Je suis au courant que mon expérience fait très “freestyle”, c’est pour ça que je préfère parler de tout ça avec précaution et insister sur le fait que ce n’est pas un produit miracle. Quand l’on me demande si je recommande le micro-dosage autour de moi, je suis mitigé. Oui car le LSD peut mettre le doigt sur des problèmes enfouis en soi, et non car le danger que comporte une telle substance sur l’organisme est important.

D’ailleurs, je suis désormais de retour à Bruxelles et même si je me sens mieux, j’ai décidé d’entamer une thérapie.
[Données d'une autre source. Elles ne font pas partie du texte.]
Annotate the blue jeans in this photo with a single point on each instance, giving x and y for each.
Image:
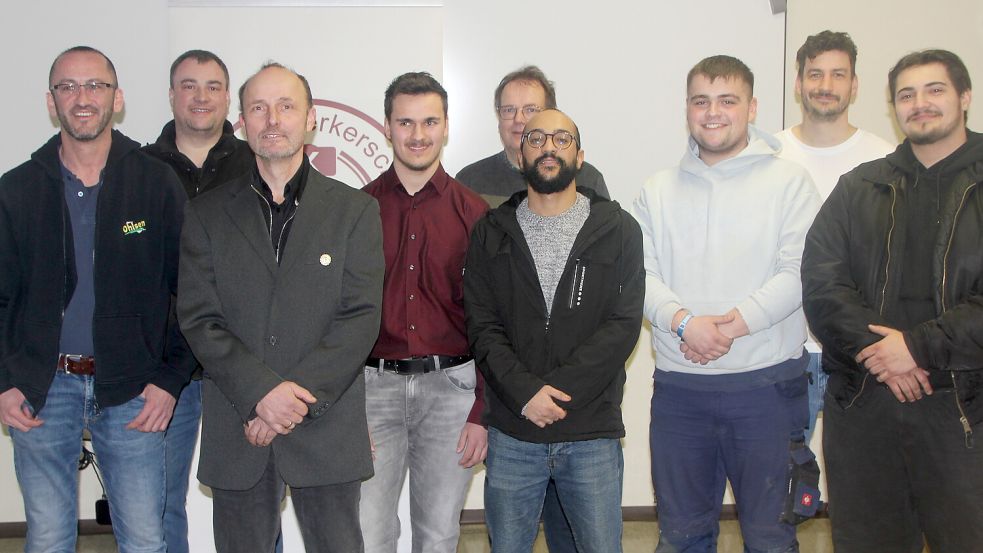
(817, 391)
(132, 463)
(179, 442)
(415, 422)
(556, 527)
(701, 439)
(588, 477)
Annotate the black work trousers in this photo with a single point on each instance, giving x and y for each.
(900, 474)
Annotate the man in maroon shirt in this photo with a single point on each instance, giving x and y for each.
(423, 395)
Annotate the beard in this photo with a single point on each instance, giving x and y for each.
(825, 113)
(547, 185)
(79, 133)
(930, 134)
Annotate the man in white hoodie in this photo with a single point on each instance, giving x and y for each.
(723, 237)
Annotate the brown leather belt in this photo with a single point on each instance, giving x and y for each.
(84, 365)
(418, 365)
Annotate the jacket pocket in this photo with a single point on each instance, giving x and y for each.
(462, 377)
(121, 347)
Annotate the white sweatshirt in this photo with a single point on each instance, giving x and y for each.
(727, 236)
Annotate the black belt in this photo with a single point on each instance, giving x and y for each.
(84, 365)
(418, 365)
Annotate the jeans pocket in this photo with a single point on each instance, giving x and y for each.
(462, 377)
(795, 391)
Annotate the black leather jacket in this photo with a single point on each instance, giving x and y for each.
(851, 270)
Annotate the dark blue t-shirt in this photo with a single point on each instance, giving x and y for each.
(76, 328)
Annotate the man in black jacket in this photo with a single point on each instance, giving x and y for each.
(892, 283)
(84, 300)
(553, 293)
(200, 146)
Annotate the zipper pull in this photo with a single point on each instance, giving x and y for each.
(967, 431)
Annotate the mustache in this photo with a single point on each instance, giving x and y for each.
(546, 156)
(822, 94)
(923, 111)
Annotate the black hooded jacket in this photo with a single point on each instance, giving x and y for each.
(581, 347)
(135, 275)
(900, 245)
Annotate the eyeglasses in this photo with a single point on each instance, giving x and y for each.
(509, 112)
(537, 139)
(71, 88)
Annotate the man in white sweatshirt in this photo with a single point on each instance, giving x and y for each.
(723, 237)
(825, 142)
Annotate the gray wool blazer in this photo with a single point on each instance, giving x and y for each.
(253, 324)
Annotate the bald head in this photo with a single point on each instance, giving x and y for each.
(553, 120)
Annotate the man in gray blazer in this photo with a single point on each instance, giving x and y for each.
(280, 291)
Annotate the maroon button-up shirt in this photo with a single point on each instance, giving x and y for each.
(425, 238)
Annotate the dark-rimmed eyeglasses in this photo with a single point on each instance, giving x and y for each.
(537, 139)
(71, 88)
(509, 112)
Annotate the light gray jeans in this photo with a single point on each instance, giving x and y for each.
(415, 422)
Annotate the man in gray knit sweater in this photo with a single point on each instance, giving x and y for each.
(553, 292)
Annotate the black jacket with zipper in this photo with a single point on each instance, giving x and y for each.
(581, 348)
(135, 275)
(852, 272)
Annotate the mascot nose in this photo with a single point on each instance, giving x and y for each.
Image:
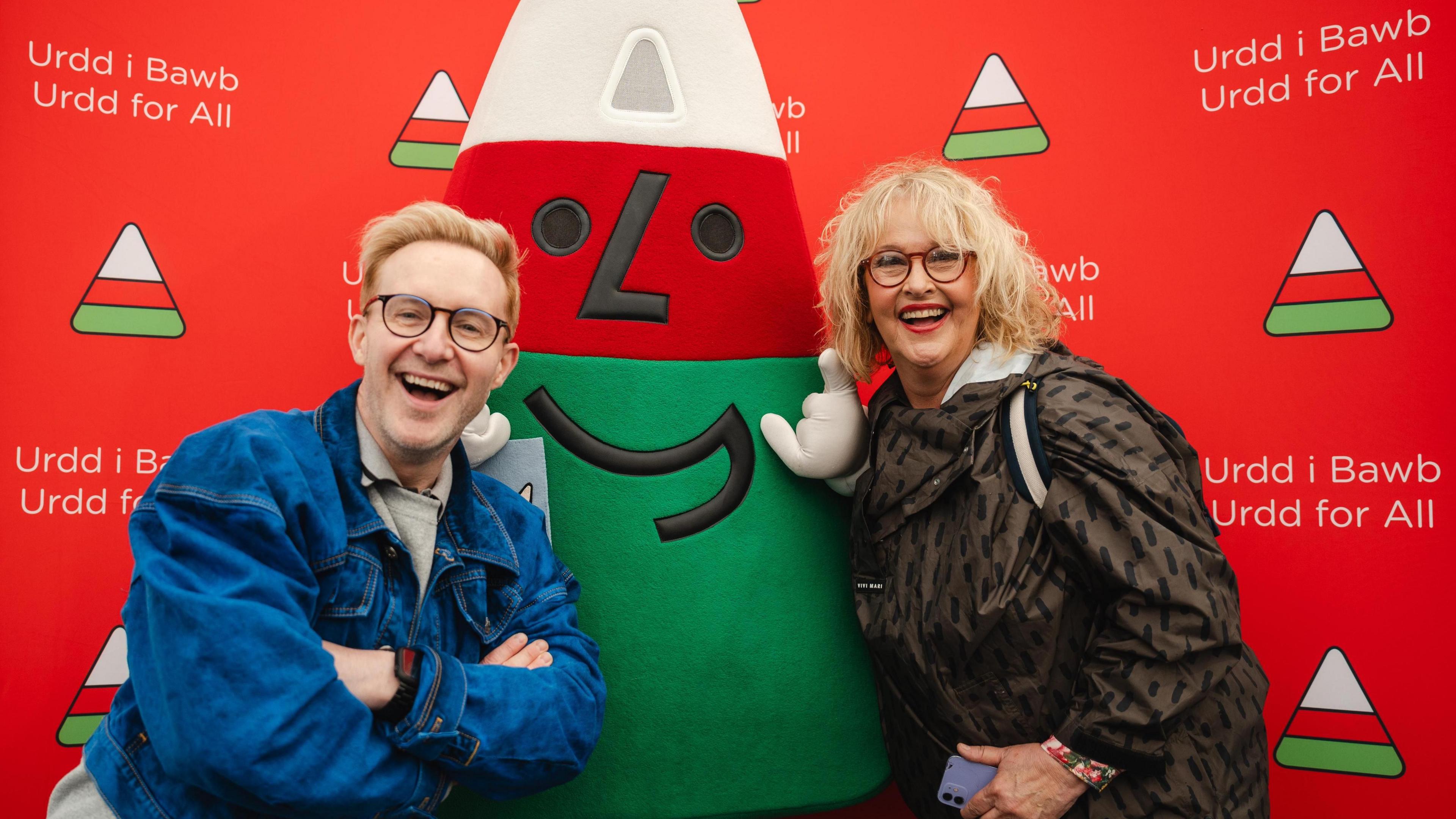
(605, 296)
(643, 85)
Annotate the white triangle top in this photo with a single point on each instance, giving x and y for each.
(640, 72)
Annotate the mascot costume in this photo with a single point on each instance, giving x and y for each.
(667, 301)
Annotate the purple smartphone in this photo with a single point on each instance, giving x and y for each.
(962, 780)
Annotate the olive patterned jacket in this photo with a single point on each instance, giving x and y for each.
(1107, 618)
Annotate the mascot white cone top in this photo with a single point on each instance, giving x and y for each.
(669, 299)
(643, 72)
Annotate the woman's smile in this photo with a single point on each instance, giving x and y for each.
(924, 317)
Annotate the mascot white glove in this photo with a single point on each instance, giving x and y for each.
(832, 442)
(485, 436)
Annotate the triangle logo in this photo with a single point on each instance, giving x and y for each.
(94, 697)
(1327, 289)
(1337, 729)
(433, 135)
(996, 119)
(129, 296)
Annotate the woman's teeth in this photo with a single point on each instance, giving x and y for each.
(924, 315)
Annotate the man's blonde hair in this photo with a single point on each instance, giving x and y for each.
(437, 222)
(1018, 308)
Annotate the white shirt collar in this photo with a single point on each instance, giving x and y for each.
(986, 363)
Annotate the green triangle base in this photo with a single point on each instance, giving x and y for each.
(433, 156)
(985, 145)
(110, 320)
(1329, 317)
(1338, 757)
(78, 729)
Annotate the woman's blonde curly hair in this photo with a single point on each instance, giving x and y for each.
(1018, 307)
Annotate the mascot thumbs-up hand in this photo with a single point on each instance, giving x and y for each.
(485, 436)
(832, 442)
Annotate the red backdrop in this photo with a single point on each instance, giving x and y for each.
(1170, 230)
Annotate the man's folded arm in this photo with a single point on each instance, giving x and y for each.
(234, 685)
(509, 732)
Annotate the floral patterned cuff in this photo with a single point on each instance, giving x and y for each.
(1095, 774)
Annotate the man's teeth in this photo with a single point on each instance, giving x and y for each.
(428, 384)
(925, 314)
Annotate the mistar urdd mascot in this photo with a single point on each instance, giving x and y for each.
(669, 305)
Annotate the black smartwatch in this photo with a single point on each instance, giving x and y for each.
(407, 670)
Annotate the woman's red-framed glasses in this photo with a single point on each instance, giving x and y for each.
(410, 317)
(890, 269)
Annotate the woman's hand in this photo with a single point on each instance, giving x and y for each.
(1028, 783)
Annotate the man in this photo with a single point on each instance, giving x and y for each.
(331, 614)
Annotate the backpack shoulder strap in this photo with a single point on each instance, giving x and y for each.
(1021, 439)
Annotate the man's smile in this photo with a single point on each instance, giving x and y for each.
(426, 390)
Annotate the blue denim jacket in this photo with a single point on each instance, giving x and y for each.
(253, 544)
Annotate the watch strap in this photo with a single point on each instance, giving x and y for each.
(407, 671)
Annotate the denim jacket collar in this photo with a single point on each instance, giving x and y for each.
(469, 519)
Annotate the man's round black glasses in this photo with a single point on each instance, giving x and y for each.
(410, 317)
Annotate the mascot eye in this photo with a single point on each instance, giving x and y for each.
(561, 226)
(717, 232)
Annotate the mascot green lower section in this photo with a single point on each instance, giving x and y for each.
(737, 680)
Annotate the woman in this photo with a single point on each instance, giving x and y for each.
(1085, 642)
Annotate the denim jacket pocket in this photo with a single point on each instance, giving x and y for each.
(351, 591)
(484, 607)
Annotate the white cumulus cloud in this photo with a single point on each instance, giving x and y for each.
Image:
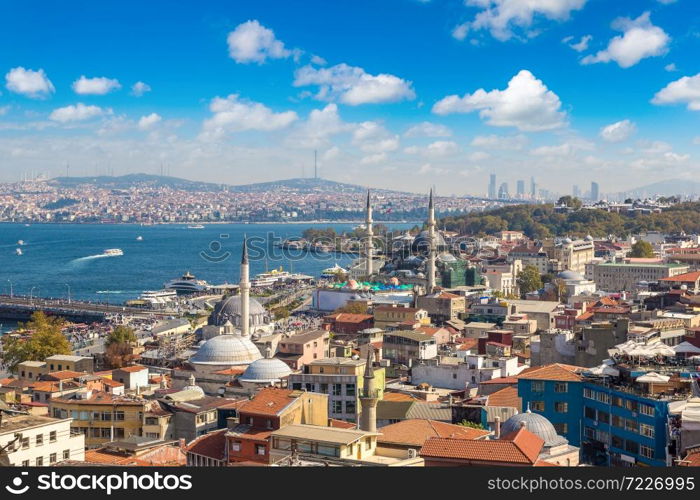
(75, 113)
(502, 17)
(640, 39)
(618, 131)
(148, 121)
(352, 85)
(428, 129)
(232, 114)
(30, 83)
(684, 90)
(253, 42)
(140, 88)
(526, 104)
(95, 86)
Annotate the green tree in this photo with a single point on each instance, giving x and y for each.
(45, 339)
(121, 335)
(529, 280)
(642, 249)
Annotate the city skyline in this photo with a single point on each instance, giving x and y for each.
(251, 93)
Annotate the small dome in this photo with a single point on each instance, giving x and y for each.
(226, 350)
(535, 423)
(569, 275)
(266, 370)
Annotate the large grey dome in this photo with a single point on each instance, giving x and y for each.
(421, 243)
(535, 423)
(266, 370)
(569, 275)
(226, 350)
(229, 309)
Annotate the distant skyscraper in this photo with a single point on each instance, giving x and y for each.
(492, 186)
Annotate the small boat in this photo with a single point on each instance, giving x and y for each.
(113, 252)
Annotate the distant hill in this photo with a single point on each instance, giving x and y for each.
(133, 180)
(668, 187)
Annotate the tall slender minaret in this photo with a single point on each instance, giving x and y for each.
(369, 399)
(431, 240)
(370, 236)
(244, 287)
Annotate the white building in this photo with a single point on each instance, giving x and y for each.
(40, 441)
(459, 374)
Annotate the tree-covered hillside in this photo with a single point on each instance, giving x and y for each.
(542, 221)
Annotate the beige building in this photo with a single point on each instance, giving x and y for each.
(619, 276)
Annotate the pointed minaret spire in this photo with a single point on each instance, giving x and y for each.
(244, 287)
(431, 240)
(370, 235)
(369, 399)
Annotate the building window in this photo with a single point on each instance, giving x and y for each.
(646, 430)
(645, 409)
(537, 386)
(350, 407)
(561, 428)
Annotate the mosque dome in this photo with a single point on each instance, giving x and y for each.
(535, 423)
(266, 370)
(569, 275)
(226, 350)
(229, 309)
(421, 243)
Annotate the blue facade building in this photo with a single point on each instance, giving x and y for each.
(621, 428)
(555, 392)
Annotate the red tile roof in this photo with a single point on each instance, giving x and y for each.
(556, 371)
(212, 445)
(519, 448)
(415, 432)
(269, 401)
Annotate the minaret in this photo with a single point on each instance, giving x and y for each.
(369, 399)
(370, 235)
(431, 239)
(244, 287)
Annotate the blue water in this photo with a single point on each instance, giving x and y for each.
(62, 258)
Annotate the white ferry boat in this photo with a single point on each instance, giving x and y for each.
(113, 252)
(187, 283)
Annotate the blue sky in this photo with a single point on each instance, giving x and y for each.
(397, 93)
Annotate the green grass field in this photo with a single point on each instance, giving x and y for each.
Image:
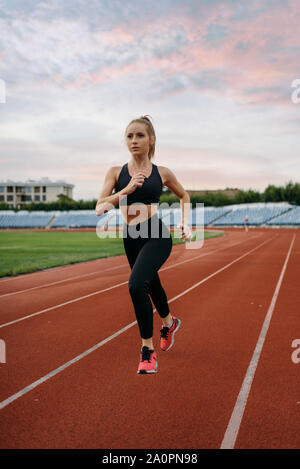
(29, 251)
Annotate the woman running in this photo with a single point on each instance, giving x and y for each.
(147, 240)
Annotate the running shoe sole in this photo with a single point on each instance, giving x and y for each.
(175, 330)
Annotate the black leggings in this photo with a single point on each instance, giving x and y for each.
(147, 246)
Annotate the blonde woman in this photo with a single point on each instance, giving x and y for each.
(147, 241)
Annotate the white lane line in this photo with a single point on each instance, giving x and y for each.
(33, 385)
(103, 290)
(64, 280)
(61, 368)
(78, 276)
(239, 408)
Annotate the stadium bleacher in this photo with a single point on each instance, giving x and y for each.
(258, 214)
(292, 218)
(266, 214)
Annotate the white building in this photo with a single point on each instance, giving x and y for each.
(16, 193)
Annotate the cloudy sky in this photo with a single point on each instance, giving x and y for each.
(216, 77)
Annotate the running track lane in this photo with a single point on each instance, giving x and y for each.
(57, 335)
(101, 402)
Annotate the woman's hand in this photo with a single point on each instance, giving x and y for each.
(186, 232)
(137, 180)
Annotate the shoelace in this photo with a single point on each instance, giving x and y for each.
(146, 355)
(164, 332)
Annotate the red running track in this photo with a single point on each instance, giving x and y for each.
(69, 382)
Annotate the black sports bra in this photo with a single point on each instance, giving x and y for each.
(148, 193)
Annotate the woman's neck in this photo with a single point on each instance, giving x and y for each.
(143, 163)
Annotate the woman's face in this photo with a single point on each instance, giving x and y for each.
(138, 139)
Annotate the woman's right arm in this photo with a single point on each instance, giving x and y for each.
(106, 201)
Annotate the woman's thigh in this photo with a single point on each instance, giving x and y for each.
(150, 258)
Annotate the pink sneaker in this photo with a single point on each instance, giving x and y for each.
(148, 361)
(167, 334)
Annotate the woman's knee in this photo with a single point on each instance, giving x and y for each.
(138, 286)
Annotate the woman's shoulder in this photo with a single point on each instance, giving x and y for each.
(165, 173)
(116, 170)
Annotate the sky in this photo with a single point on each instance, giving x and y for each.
(220, 79)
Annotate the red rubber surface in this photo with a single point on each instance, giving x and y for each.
(101, 402)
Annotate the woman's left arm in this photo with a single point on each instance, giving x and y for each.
(174, 185)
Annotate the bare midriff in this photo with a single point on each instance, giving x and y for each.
(137, 213)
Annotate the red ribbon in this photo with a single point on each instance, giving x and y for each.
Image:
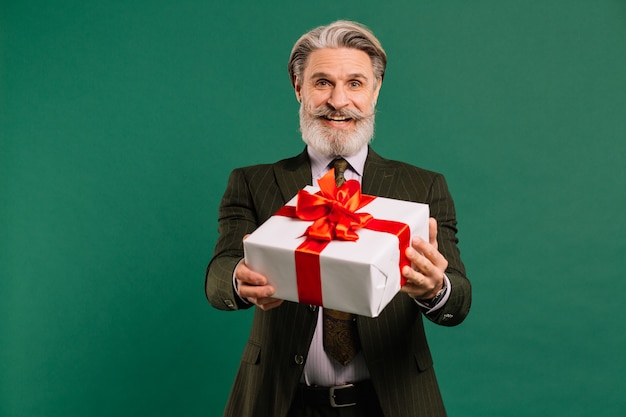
(333, 212)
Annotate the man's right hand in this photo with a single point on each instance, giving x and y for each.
(255, 288)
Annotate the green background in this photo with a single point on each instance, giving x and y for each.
(120, 121)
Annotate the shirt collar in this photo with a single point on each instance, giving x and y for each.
(320, 164)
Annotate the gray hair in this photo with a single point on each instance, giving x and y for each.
(339, 34)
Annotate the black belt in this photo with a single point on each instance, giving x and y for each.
(340, 396)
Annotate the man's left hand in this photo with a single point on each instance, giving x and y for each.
(425, 275)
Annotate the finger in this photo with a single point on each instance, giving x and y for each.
(432, 232)
(248, 276)
(255, 291)
(269, 303)
(425, 256)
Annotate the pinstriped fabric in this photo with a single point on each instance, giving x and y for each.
(394, 344)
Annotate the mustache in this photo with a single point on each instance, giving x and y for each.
(330, 112)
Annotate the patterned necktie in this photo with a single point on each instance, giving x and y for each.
(341, 337)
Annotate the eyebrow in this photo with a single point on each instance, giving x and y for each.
(350, 76)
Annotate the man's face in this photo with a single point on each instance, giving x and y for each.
(338, 94)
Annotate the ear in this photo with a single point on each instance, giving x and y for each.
(379, 84)
(297, 88)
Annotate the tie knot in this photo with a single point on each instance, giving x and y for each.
(340, 166)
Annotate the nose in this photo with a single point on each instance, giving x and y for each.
(338, 98)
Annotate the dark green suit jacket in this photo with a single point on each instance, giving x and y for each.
(394, 344)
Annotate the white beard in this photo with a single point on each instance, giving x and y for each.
(334, 142)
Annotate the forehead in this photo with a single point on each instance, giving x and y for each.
(339, 62)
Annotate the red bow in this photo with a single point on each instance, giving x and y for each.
(332, 210)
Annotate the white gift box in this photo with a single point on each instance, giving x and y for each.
(359, 277)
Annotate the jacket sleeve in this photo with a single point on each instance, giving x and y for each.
(236, 218)
(442, 209)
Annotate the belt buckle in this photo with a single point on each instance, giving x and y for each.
(332, 396)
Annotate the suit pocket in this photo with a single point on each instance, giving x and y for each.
(424, 360)
(251, 354)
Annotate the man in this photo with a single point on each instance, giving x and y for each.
(337, 73)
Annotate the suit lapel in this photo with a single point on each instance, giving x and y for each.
(378, 176)
(292, 175)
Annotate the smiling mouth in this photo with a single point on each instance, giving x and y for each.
(337, 118)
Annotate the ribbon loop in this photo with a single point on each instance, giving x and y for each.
(333, 210)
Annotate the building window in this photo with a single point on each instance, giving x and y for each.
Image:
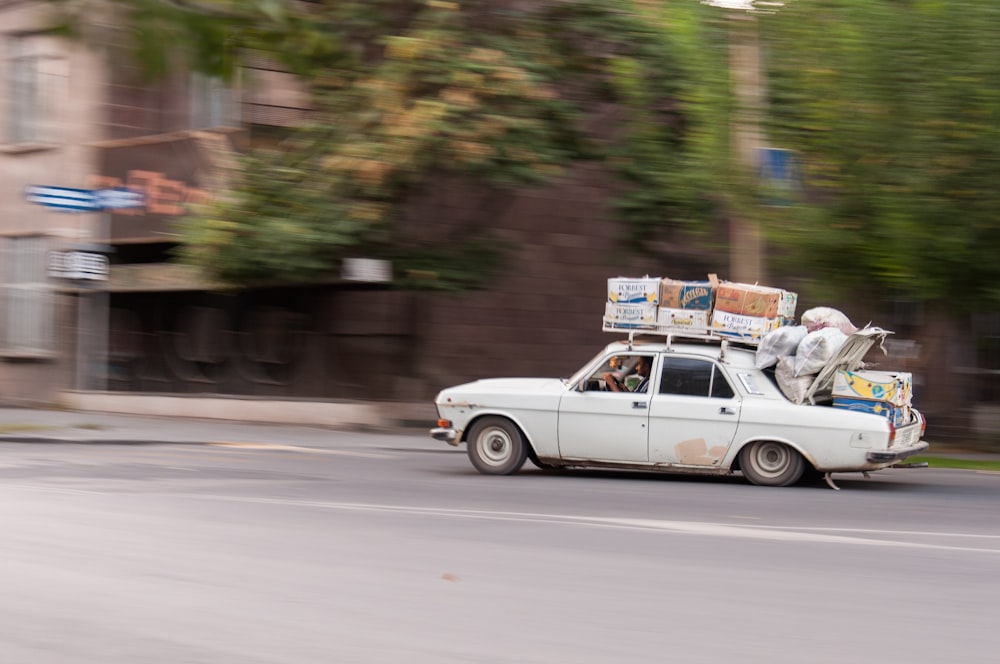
(26, 299)
(37, 84)
(212, 103)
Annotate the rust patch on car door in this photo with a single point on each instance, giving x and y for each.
(695, 452)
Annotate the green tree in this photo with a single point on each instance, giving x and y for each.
(492, 93)
(892, 106)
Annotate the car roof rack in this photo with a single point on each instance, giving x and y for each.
(671, 332)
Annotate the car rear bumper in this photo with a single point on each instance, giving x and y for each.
(897, 453)
(447, 434)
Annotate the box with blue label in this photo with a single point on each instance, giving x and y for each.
(640, 316)
(898, 415)
(895, 388)
(623, 290)
(689, 320)
(747, 328)
(696, 295)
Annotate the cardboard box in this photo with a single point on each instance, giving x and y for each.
(696, 295)
(748, 300)
(690, 320)
(750, 328)
(898, 415)
(786, 307)
(623, 290)
(630, 316)
(895, 388)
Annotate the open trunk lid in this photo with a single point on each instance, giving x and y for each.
(849, 357)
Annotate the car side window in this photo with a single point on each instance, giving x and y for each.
(693, 377)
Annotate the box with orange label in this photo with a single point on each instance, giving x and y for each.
(748, 300)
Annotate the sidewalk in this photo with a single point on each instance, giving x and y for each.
(40, 425)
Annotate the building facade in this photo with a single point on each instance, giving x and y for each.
(80, 118)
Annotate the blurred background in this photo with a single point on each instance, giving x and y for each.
(376, 199)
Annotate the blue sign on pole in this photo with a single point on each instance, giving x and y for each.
(63, 198)
(84, 200)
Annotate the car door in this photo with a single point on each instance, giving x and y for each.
(694, 415)
(605, 426)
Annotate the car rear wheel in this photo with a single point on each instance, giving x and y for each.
(771, 464)
(496, 446)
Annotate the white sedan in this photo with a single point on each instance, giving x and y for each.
(707, 409)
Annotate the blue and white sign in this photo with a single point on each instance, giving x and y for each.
(62, 198)
(84, 200)
(79, 265)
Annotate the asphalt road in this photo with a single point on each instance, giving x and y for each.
(390, 548)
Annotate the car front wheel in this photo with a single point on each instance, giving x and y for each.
(496, 446)
(771, 464)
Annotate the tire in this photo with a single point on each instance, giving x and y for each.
(496, 446)
(771, 464)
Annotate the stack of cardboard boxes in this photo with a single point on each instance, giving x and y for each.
(736, 310)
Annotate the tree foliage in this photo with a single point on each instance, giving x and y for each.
(892, 106)
(497, 93)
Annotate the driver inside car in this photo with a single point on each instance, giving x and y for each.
(615, 380)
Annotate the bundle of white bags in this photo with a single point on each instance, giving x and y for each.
(798, 352)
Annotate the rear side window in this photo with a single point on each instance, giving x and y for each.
(693, 377)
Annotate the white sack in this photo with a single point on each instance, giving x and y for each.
(819, 318)
(816, 349)
(795, 389)
(779, 343)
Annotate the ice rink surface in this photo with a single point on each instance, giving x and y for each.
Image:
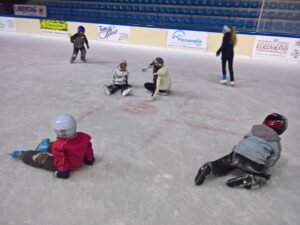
(147, 153)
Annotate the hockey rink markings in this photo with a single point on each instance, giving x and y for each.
(90, 113)
(140, 108)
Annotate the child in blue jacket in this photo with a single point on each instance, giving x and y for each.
(254, 154)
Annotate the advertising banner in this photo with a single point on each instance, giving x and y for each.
(187, 39)
(7, 24)
(107, 32)
(279, 47)
(54, 27)
(30, 10)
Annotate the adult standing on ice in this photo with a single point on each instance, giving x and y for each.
(228, 43)
(161, 78)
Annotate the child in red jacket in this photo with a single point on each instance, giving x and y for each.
(69, 152)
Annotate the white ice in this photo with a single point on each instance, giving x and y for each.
(147, 153)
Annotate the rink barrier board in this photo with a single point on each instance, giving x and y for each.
(157, 37)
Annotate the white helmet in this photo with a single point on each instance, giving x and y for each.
(64, 125)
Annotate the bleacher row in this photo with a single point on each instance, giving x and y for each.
(212, 3)
(281, 17)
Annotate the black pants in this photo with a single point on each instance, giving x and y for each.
(115, 87)
(232, 161)
(82, 51)
(230, 66)
(152, 87)
(39, 160)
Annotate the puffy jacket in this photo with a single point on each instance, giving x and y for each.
(261, 145)
(70, 154)
(227, 47)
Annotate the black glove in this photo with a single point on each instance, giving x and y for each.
(63, 175)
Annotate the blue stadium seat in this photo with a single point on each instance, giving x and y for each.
(212, 3)
(281, 16)
(272, 5)
(289, 27)
(292, 6)
(243, 13)
(229, 4)
(237, 4)
(271, 15)
(255, 4)
(240, 23)
(250, 24)
(234, 13)
(253, 14)
(282, 5)
(217, 12)
(226, 13)
(245, 4)
(208, 12)
(186, 11)
(291, 16)
(189, 2)
(278, 26)
(268, 26)
(196, 20)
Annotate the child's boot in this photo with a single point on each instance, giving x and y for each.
(245, 181)
(17, 154)
(126, 91)
(43, 146)
(224, 79)
(203, 172)
(106, 90)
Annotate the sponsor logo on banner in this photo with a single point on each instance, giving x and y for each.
(30, 10)
(280, 47)
(188, 39)
(113, 33)
(7, 24)
(54, 27)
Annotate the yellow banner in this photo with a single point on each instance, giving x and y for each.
(54, 25)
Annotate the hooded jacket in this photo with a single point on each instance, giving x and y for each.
(261, 145)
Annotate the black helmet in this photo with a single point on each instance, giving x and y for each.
(277, 122)
(158, 62)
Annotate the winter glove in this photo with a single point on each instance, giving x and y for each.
(145, 69)
(40, 158)
(63, 175)
(150, 99)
Ça fait des mois que je ne prends plus de LSD et je sentais que je redevenais mélancolique, donc ma mère m’a recommandé de commencer une thérapie. Je réalise que si le LSD m’a aidé, il ne pourra jamais tout guérir. Certes, j’assimile cette expérience à un réveil, mais parler, analyser et se dévoiler me semblent être des démarches primordiales pour se soigner. »

*À la demande du témoin, le prénom a été modifié.

Avertissement : VICE n'encourage pas l'utilisation de drogues, quelles qu’elles soient. InforDrogues fournit des informations complémentaires sur la législation et les risques liés à l’usage de drogues.